Comme une brassée de roses

j'ai vu cette soirée.

Un parfum dans les rues,

son or très délicat.

Et dans le cœur

une bonté imprévue.

Le manteau dans les mains,

sur le visage renversé la lune.

Électrisée par les baisers,

telle semblait l'atmosphère.

La pensée, les poèmes,

poids superflu.


J'ai des sortes d'ailes brisées.

Je ne sais même pas pourquoi nous est venu

un tel été.

Pour quelle joie inespérée,

pour quelles amours,

pour quel voyage rêvé.


Je l'ai recopié à la main, ton poème — on écrivait encore à la main, à l'époque — et il est resté punaisé au mur de mon bureau pendant des années. De rudes années, pleines de joies d'été, de voyages rêvés, et d'ailes brisées aussi. Ce fugitif moment de bonheur du poème, cette joie mystérieuse, imprévue, elle me parlait de moi, elle donnait de l'espoir, elle faisait de ces quelques vers un talisman.
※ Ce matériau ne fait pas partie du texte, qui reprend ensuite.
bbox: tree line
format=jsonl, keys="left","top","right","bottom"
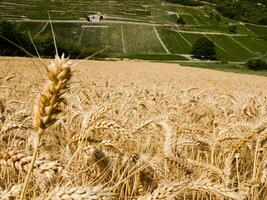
{"left": 166, "top": 0, "right": 267, "bottom": 25}
{"left": 0, "top": 20, "right": 93, "bottom": 58}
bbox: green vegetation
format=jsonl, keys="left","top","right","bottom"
{"left": 166, "top": 0, "right": 203, "bottom": 6}
{"left": 123, "top": 25, "right": 166, "bottom": 54}
{"left": 156, "top": 27, "right": 191, "bottom": 54}
{"left": 228, "top": 25, "right": 237, "bottom": 33}
{"left": 233, "top": 36, "right": 267, "bottom": 55}
{"left": 246, "top": 24, "right": 267, "bottom": 40}
{"left": 178, "top": 62, "right": 267, "bottom": 76}
{"left": 80, "top": 25, "right": 123, "bottom": 54}
{"left": 0, "top": 0, "right": 267, "bottom": 63}
{"left": 179, "top": 33, "right": 202, "bottom": 46}
{"left": 177, "top": 16, "right": 186, "bottom": 25}
{"left": 245, "top": 58, "right": 267, "bottom": 71}
{"left": 207, "top": 35, "right": 253, "bottom": 61}
{"left": 167, "top": 0, "right": 267, "bottom": 25}
{"left": 203, "top": 0, "right": 267, "bottom": 25}
{"left": 114, "top": 54, "right": 188, "bottom": 61}
{"left": 0, "top": 20, "right": 27, "bottom": 56}
{"left": 0, "top": 21, "right": 93, "bottom": 58}
{"left": 191, "top": 37, "right": 216, "bottom": 60}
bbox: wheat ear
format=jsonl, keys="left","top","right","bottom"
{"left": 139, "top": 178, "right": 246, "bottom": 200}
{"left": 0, "top": 151, "right": 67, "bottom": 183}
{"left": 20, "top": 54, "right": 72, "bottom": 200}
{"left": 0, "top": 184, "right": 22, "bottom": 200}
{"left": 43, "top": 185, "right": 112, "bottom": 200}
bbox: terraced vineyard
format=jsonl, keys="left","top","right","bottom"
{"left": 1, "top": 0, "right": 267, "bottom": 61}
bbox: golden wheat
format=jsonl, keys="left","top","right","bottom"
{"left": 0, "top": 184, "right": 22, "bottom": 199}
{"left": 138, "top": 178, "right": 247, "bottom": 200}
{"left": 1, "top": 57, "right": 267, "bottom": 199}
{"left": 42, "top": 185, "right": 112, "bottom": 200}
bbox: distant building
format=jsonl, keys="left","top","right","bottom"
{"left": 257, "top": 3, "right": 265, "bottom": 7}
{"left": 87, "top": 12, "right": 103, "bottom": 22}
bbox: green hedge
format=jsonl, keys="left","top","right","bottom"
{"left": 211, "top": 0, "right": 267, "bottom": 25}
{"left": 0, "top": 20, "right": 93, "bottom": 58}
{"left": 166, "top": 0, "right": 203, "bottom": 6}
{"left": 245, "top": 58, "right": 267, "bottom": 71}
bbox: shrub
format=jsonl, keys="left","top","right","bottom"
{"left": 220, "top": 59, "right": 228, "bottom": 64}
{"left": 215, "top": 0, "right": 267, "bottom": 25}
{"left": 32, "top": 34, "right": 56, "bottom": 56}
{"left": 214, "top": 13, "right": 221, "bottom": 21}
{"left": 228, "top": 25, "right": 237, "bottom": 33}
{"left": 204, "top": 7, "right": 221, "bottom": 21}
{"left": 0, "top": 20, "right": 29, "bottom": 56}
{"left": 177, "top": 16, "right": 186, "bottom": 25}
{"left": 166, "top": 0, "right": 203, "bottom": 6}
{"left": 191, "top": 37, "right": 216, "bottom": 60}
{"left": 259, "top": 17, "right": 267, "bottom": 25}
{"left": 245, "top": 58, "right": 267, "bottom": 70}
{"left": 0, "top": 20, "right": 93, "bottom": 58}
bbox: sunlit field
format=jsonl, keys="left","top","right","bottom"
{"left": 1, "top": 56, "right": 267, "bottom": 199}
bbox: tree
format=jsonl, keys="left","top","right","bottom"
{"left": 177, "top": 16, "right": 186, "bottom": 25}
{"left": 245, "top": 58, "right": 267, "bottom": 70}
{"left": 0, "top": 20, "right": 27, "bottom": 56}
{"left": 259, "top": 17, "right": 267, "bottom": 25}
{"left": 228, "top": 25, "right": 237, "bottom": 33}
{"left": 166, "top": 0, "right": 203, "bottom": 6}
{"left": 191, "top": 37, "right": 216, "bottom": 60}
{"left": 0, "top": 20, "right": 91, "bottom": 58}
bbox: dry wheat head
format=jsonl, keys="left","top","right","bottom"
{"left": 33, "top": 54, "right": 72, "bottom": 135}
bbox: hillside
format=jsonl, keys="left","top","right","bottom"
{"left": 169, "top": 0, "right": 267, "bottom": 25}
{"left": 0, "top": 0, "right": 267, "bottom": 62}
{"left": 202, "top": 0, "right": 267, "bottom": 25}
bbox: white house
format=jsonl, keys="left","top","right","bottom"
{"left": 87, "top": 13, "right": 103, "bottom": 22}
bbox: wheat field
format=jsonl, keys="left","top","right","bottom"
{"left": 0, "top": 56, "right": 267, "bottom": 199}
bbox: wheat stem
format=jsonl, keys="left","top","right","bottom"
{"left": 19, "top": 54, "right": 72, "bottom": 199}
{"left": 20, "top": 131, "right": 41, "bottom": 200}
Je ne pense pas l'avoir nettement senti alors : ce qui est bouleversant aussi dans ce poème, c'est le vers libre. Tous tes autres poèmes sont rédigés en vers impeccablement classiques. Papàzoglou, notre professeur, nous disait alors que le vers avec ses règles strictes, chez toi, était sans doute comme chez les autres poètes une musique harmonieuse, consolante, une jouissance, une muraille protectrice peut-être, mais aussi un carcan, une prison. Nous a-t-il montré alors, dans ce poème, la disparition du vers comme une libération, un débordement ? Un vêtement qui tombe, une mise à nu ?
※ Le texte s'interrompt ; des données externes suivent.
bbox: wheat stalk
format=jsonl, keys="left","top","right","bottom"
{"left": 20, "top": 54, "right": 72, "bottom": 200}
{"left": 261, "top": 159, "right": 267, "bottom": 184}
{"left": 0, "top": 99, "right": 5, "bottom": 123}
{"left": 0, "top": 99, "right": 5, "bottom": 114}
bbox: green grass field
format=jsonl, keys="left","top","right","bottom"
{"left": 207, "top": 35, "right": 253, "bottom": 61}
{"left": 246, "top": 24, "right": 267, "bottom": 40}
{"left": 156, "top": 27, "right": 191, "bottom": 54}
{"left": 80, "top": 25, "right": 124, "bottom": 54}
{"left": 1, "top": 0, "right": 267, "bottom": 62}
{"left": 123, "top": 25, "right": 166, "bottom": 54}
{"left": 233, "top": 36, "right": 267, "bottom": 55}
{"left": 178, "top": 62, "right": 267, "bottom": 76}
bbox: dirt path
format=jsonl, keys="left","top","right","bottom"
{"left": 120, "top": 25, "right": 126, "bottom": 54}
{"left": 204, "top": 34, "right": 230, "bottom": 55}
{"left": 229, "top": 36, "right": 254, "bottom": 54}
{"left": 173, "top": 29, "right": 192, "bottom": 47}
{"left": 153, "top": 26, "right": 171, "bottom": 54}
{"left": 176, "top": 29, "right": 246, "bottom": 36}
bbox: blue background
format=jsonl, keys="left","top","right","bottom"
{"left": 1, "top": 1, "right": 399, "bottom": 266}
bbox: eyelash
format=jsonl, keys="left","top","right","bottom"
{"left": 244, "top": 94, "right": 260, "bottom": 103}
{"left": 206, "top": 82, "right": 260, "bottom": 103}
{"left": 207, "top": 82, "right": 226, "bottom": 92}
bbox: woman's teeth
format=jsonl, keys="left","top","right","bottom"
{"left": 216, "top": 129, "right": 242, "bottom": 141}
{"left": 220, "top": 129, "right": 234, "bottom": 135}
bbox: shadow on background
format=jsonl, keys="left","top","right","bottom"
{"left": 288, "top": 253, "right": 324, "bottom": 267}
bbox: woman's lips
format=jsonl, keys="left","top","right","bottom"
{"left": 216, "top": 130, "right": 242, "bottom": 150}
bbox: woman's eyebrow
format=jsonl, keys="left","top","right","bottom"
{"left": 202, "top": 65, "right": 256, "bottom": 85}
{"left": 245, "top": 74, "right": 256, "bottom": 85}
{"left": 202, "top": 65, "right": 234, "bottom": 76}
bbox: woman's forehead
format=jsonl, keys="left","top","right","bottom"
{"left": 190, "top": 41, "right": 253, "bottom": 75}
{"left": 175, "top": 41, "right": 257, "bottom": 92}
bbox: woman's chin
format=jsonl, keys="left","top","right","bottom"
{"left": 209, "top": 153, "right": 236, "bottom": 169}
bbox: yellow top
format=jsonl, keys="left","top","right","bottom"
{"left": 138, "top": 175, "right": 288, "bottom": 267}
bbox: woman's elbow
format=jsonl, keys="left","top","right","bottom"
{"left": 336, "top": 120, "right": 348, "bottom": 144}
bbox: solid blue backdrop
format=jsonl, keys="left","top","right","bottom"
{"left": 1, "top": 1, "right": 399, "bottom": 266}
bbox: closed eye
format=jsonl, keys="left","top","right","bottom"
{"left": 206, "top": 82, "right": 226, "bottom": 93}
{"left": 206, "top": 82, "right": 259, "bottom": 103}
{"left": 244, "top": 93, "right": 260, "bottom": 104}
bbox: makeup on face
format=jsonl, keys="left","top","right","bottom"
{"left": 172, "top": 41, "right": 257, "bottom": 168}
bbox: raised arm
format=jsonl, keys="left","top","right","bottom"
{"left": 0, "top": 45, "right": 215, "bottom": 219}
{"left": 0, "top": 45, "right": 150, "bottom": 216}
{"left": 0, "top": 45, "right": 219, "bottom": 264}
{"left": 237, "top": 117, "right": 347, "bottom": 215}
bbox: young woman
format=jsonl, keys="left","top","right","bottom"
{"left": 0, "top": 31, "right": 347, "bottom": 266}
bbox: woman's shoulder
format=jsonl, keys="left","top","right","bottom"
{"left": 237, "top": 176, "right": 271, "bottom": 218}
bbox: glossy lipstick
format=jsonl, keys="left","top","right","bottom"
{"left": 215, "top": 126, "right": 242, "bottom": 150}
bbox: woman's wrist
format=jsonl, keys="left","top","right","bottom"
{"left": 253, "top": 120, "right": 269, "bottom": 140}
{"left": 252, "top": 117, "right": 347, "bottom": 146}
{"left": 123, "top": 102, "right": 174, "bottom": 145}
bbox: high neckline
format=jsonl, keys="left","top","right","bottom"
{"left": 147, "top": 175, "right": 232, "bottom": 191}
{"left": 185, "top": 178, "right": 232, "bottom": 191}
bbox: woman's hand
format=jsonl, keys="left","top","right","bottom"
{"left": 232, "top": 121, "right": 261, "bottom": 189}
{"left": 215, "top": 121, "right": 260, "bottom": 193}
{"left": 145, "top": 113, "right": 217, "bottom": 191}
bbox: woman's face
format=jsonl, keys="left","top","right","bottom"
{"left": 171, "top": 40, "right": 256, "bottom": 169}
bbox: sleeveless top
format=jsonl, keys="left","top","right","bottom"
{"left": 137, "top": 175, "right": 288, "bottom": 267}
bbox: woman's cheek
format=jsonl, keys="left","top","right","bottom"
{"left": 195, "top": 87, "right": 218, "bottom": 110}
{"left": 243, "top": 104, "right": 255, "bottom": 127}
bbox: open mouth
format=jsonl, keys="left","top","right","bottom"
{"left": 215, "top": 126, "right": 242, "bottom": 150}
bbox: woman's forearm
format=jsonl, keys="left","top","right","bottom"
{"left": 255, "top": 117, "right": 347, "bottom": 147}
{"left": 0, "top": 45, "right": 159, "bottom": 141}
Des années plus tard, un éditeur de poésie m'a proposé de traduire tes poèmes. J'ai refusé. Je ne me sentais pas prêt. J'avais pourtant déjà traduit beaucoup de poésie ; j'abordais alors celle de Kavvadìas, traduisant ses vers en vers, comme il se doit. Aujourd'hui je ne pense pas que les tiens soient techniquement plus difficiles à rendre que ceux de Kavvadìas, par exemple. Alors ? Je crois que tu m'intimidais. Je voulais faire ce travail, mais j'y voyais un but lointain, l'aboutissement du parcours, le sommet de la montagne.

Je serais encore en train d'attendre si mon amie Kalliroï, la chanteuse, ne m'avait pas demandé de traduire deux ou trois de tes poèmes pour un concert-lecture que nous donnerions ensemble. Je l'ai fait et cela m'a débloqué. J'ai décidé que l'heure était venue. Ton œuvre se trouvait libre de droits, j'avais désormais ma petite maison d'édition, la voie était libre.
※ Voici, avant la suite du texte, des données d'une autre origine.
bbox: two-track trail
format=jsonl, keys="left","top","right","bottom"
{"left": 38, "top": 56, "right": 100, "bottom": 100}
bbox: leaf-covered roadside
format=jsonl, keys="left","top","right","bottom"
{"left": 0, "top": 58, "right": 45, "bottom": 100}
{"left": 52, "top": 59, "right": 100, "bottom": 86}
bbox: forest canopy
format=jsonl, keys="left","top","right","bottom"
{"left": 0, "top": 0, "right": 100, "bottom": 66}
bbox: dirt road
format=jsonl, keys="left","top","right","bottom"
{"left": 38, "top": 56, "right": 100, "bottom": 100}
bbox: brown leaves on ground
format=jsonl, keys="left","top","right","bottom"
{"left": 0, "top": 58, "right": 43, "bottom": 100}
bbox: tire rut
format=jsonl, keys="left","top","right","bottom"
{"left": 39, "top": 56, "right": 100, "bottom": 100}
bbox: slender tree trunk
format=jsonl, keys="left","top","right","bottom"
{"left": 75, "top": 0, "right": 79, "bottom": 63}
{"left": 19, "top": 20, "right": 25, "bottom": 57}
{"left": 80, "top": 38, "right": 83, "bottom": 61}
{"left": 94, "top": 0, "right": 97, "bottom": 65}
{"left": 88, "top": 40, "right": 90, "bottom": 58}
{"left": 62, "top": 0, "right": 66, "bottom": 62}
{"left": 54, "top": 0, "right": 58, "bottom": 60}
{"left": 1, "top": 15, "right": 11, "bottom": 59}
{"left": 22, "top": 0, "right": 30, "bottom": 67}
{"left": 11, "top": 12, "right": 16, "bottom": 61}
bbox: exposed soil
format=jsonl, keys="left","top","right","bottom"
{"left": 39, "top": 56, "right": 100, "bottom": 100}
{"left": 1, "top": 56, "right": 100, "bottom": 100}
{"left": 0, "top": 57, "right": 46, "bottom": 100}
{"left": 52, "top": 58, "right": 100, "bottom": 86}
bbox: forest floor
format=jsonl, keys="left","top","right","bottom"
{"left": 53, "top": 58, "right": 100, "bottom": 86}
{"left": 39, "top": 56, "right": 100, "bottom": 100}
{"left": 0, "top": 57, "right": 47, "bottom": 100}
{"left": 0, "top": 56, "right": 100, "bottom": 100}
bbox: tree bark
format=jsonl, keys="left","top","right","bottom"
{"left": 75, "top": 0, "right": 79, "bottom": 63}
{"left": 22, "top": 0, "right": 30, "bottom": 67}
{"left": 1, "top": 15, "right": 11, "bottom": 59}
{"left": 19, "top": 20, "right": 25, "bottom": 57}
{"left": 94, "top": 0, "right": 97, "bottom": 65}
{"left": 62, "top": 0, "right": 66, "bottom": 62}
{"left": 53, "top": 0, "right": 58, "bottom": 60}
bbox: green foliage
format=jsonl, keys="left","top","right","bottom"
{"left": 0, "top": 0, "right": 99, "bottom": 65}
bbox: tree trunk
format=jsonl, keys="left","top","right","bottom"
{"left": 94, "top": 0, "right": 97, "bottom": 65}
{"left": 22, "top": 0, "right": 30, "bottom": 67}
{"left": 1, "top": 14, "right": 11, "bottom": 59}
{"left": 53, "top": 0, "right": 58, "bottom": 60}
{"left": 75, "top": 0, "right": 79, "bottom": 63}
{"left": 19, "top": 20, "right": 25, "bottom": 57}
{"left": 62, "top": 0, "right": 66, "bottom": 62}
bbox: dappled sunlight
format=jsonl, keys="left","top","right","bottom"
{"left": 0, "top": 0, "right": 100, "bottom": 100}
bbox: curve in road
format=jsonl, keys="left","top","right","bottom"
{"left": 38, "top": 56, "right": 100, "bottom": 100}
Traduire le vers est une épreuve si intense que je la répartis en petites unités de quelques jours à chaque fois. Cette gymnastique plutôt rude procure toujours un plaisir, celui de se dépasser, mais dans ton cas, vois-tu, j'ai travaillé dans une sorte d'euphorie. Celle de réaliser un rêve, bien sûr : te traduire intégralement, c'est un bâton de maréchal, plus encore que l'intégrale de la star Cavàfis. Cette fois je n'étais pas le nième traducteur, mais le tout premier. À quoi s'ajoute la séduction de l'œuvre, malgré le désespoir qui la parcourt : tes poèmes, presque tous très sombres, étapes d'une marche vers la mort, sont illuminés par les fusées de tes sarcasmes, de ton humour noir, de ta virtuosité rageuse.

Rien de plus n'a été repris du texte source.